Wirtschaft

Keine Privatisierung Bund behält Toll Collect

105740162.jpg

Die Lkw-Maut bringt Milliarden.

picture alliance/dpa

Eigentlich soll bis zum 1. März ein neuer Betreiber für das LKW-Mautsystem Toll Collect gefunden werden, das seit September dem Bund gehört. Doch nun entscheidet sich Verkehrsminister Scheuer offenbar anders.

Seit dem 1. September gehört der Lkw-Mautbetreiber Toll Collect dem Bund.

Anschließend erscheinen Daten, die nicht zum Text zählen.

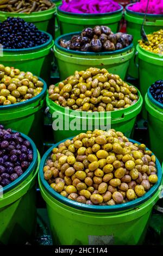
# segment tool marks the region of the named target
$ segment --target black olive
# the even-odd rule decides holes
[[[117,42],[115,45],[115,47],[116,47],[116,50],[120,50],[120,49],[122,49],[123,46],[122,46],[122,45],[120,44],[120,42]]]
[[[80,48],[80,44],[79,42],[72,42],[70,45],[70,48],[71,50],[78,50]]]
[[[59,44],[61,47],[62,47],[63,48],[67,47],[67,41],[65,39],[60,39],[60,40],[59,41]]]
[[[87,36],[89,38],[92,38],[94,34],[93,29],[91,28],[86,28],[82,32],[82,36]]]
[[[96,26],[96,27],[93,28],[93,31],[96,35],[99,36],[101,35],[101,30],[99,26]]]
[[[101,42],[103,44],[104,42],[107,41],[108,36],[105,34],[102,34],[99,38],[99,39],[101,40]]]
[[[110,41],[108,40],[103,44],[103,48],[106,51],[115,51],[115,47],[114,44],[112,42],[110,42]]]
[[[83,45],[80,48],[80,51],[82,52],[89,52],[91,50],[91,45],[90,44],[85,44],[85,45]]]
[[[111,29],[106,26],[101,26],[101,33],[106,34],[106,35],[110,35],[111,33]]]
[[[99,52],[102,49],[102,44],[99,39],[92,39],[91,42],[91,50],[93,52]]]

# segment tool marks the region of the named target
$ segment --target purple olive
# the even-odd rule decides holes
[[[19,159],[20,161],[25,161],[27,158],[27,156],[26,154],[23,153],[20,155],[19,156]]]
[[[27,169],[29,166],[29,163],[27,161],[23,161],[21,163],[21,167],[22,169]]]
[[[10,180],[11,181],[14,181],[14,180],[16,180],[18,178],[18,175],[17,173],[12,173],[12,174],[10,176]]]
[[[1,177],[2,178],[2,179],[9,179],[9,178],[10,178],[10,175],[8,174],[8,173],[2,173],[2,174],[1,175]]]
[[[9,147],[9,143],[7,141],[3,141],[1,143],[1,148],[2,149],[6,149]]]
[[[0,174],[1,173],[3,173],[5,172],[6,168],[3,166],[0,166]]]
[[[10,166],[9,167],[7,168],[6,171],[9,174],[11,175],[14,173],[14,169],[12,167]]]
[[[10,158],[10,160],[12,163],[15,163],[17,160],[17,156],[16,155],[12,155]]]
[[[23,142],[23,145],[27,147],[27,148],[29,148],[30,144],[29,141],[24,141]]]

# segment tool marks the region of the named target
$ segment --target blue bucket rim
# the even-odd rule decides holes
[[[156,106],[156,107],[159,107],[159,108],[161,108],[161,109],[163,109],[163,104],[161,104],[161,103],[159,102],[158,101],[156,101],[154,97],[153,97],[152,95],[151,94],[150,92],[150,87],[148,89],[147,91],[147,95],[148,95],[148,98],[152,103],[153,103],[154,105]]]
[[[16,131],[14,131],[12,130],[12,131],[14,133],[17,132]],[[21,135],[22,137],[29,141],[33,151],[33,160],[30,163],[29,167],[21,176],[20,176],[17,179],[16,179],[16,180],[14,180],[14,181],[0,189],[0,191],[2,191],[3,193],[11,191],[11,190],[17,186],[18,185],[20,185],[21,183],[22,183],[30,175],[32,170],[35,168],[37,164],[37,150],[35,143],[32,141],[32,139],[27,135],[24,135],[24,133],[22,133],[22,132],[20,132],[20,134]]]
[[[111,51],[111,52],[81,52],[80,51],[74,51],[73,50],[68,50],[66,48],[63,48],[60,46],[59,44],[59,41],[62,38],[64,39],[64,38],[66,38],[66,36],[71,36],[71,35],[77,35],[78,34],[81,34],[81,31],[78,31],[77,32],[71,32],[68,33],[67,34],[64,34],[64,35],[60,35],[54,41],[54,45],[57,49],[59,49],[60,51],[67,52],[70,54],[74,54],[76,55],[81,55],[83,56],[104,56],[106,55],[113,55],[116,54],[122,53],[123,52],[127,52],[128,51],[131,50],[133,46],[133,44],[131,44],[128,46],[127,46],[125,48],[123,48],[123,49],[121,50],[116,50],[115,51]]]
[[[136,11],[132,11],[131,10],[129,10],[128,9],[128,7],[130,7],[130,6],[131,6],[131,5],[134,5],[134,4],[136,4],[136,3],[131,3],[131,4],[128,4],[127,5],[126,5],[126,10],[127,13],[131,13],[132,14],[135,14],[136,15],[140,15],[140,16],[145,16],[145,13],[138,13],[138,12],[136,12]],[[163,17],[163,14],[146,14],[146,16],[147,17]]]
[[[21,49],[8,49],[5,48],[3,48],[3,51],[5,53],[9,52],[17,54],[23,53],[24,52],[28,53],[31,52],[35,52],[36,51],[38,51],[39,50],[41,50],[43,48],[45,48],[46,46],[48,46],[51,44],[53,41],[53,37],[49,33],[46,32],[45,31],[39,31],[43,33],[44,34],[46,34],[49,36],[48,40],[45,44],[43,44],[43,45],[38,45],[37,46],[32,47],[30,48],[22,48]]]
[[[74,137],[68,138],[66,139],[72,139],[73,138],[74,138]],[[68,199],[66,197],[61,196],[59,193],[55,192],[51,187],[49,184],[48,184],[47,181],[44,179],[43,168],[43,166],[45,166],[46,161],[48,159],[49,155],[51,154],[53,148],[58,147],[58,145],[60,143],[65,142],[66,139],[64,139],[63,141],[54,144],[46,152],[46,153],[43,155],[41,159],[39,167],[39,176],[40,178],[40,182],[43,185],[44,188],[47,191],[48,193],[50,194],[50,195],[52,197],[55,198],[56,200],[58,200],[60,203],[65,204],[68,206],[83,211],[91,211],[95,212],[107,212],[108,211],[115,212],[117,211],[128,210],[131,208],[134,208],[138,206],[140,206],[140,204],[142,204],[143,203],[145,203],[148,199],[151,198],[158,191],[158,187],[159,187],[161,182],[162,174],[160,163],[159,162],[158,159],[156,157],[156,166],[158,171],[157,175],[158,177],[158,181],[153,186],[153,187],[152,187],[152,188],[150,188],[149,191],[147,192],[143,196],[136,199],[134,199],[133,201],[130,201],[129,202],[124,203],[121,204],[116,204],[112,206],[91,205],[85,204],[81,204],[80,203],[73,201],[71,199]],[[130,142],[133,142],[134,143],[136,143],[139,144],[141,144],[140,143],[136,142],[136,141],[134,141],[133,139],[129,139]],[[146,148],[146,150],[148,150],[148,149]],[[152,153],[152,155],[154,155],[154,154]]]
[[[61,6],[61,4],[60,4],[60,5],[59,5],[58,7],[57,7],[57,10],[58,11],[59,11],[59,13],[62,13],[64,14],[66,14],[66,15],[70,15],[70,16],[79,16],[80,17],[84,17],[84,18],[87,18],[87,17],[98,17],[98,16],[106,16],[106,15],[112,15],[112,14],[117,14],[118,13],[120,13],[121,12],[123,11],[123,6],[119,4],[118,3],[118,5],[121,7],[120,9],[119,9],[118,10],[117,10],[116,11],[111,11],[110,13],[99,13],[99,14],[91,14],[91,13],[83,13],[83,14],[81,14],[81,13],[70,13],[69,11],[63,11],[62,10],[60,9],[60,7]]]
[[[5,110],[5,109],[14,109],[14,108],[18,108],[18,107],[22,107],[26,106],[28,104],[30,104],[33,102],[34,102],[35,101],[36,101],[37,100],[39,100],[41,99],[42,96],[46,93],[46,90],[47,90],[47,84],[46,82],[43,80],[43,79],[41,78],[39,76],[37,76],[38,77],[39,80],[41,81],[43,83],[43,90],[41,92],[41,93],[39,93],[36,96],[35,96],[34,97],[29,99],[29,100],[26,100],[26,101],[23,101],[22,102],[19,102],[19,103],[16,103],[15,104],[10,104],[9,105],[0,105],[0,111],[1,110]]]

Das soll offenbar auch so bleiben, berichtet der "Spiegel". Demnach habe Bundesverkehrsminister Andreas Scheuer gegen eine Privatisierung entschieden. Zu Spekulationen äußere sich das Ministerium grundsätzlich nicht, hieß es auf Anfrage dort.

Der Mautbetreiber Toll Collect - ein Gemeinschaftsunternehmen von Daimler, Telekom und des französischen Autobahnbetreibers Cofiroute - betreibt das seit 2005 laufende Lkw-Mautsystem mit rund 600 Beschäftigten. Nach den bisherigen Plänen sollte ein neuer Betreiber zum 1. März 2019 die Anteile an Toll Collect und das Mautsystem übernehmen. Ein Verkauf der Anteile solle aber nur erfolgen, wenn es für den Bund wirtschaftlich sei, hatte das Verkehrsministerium in der Vergangenheit klargestellt.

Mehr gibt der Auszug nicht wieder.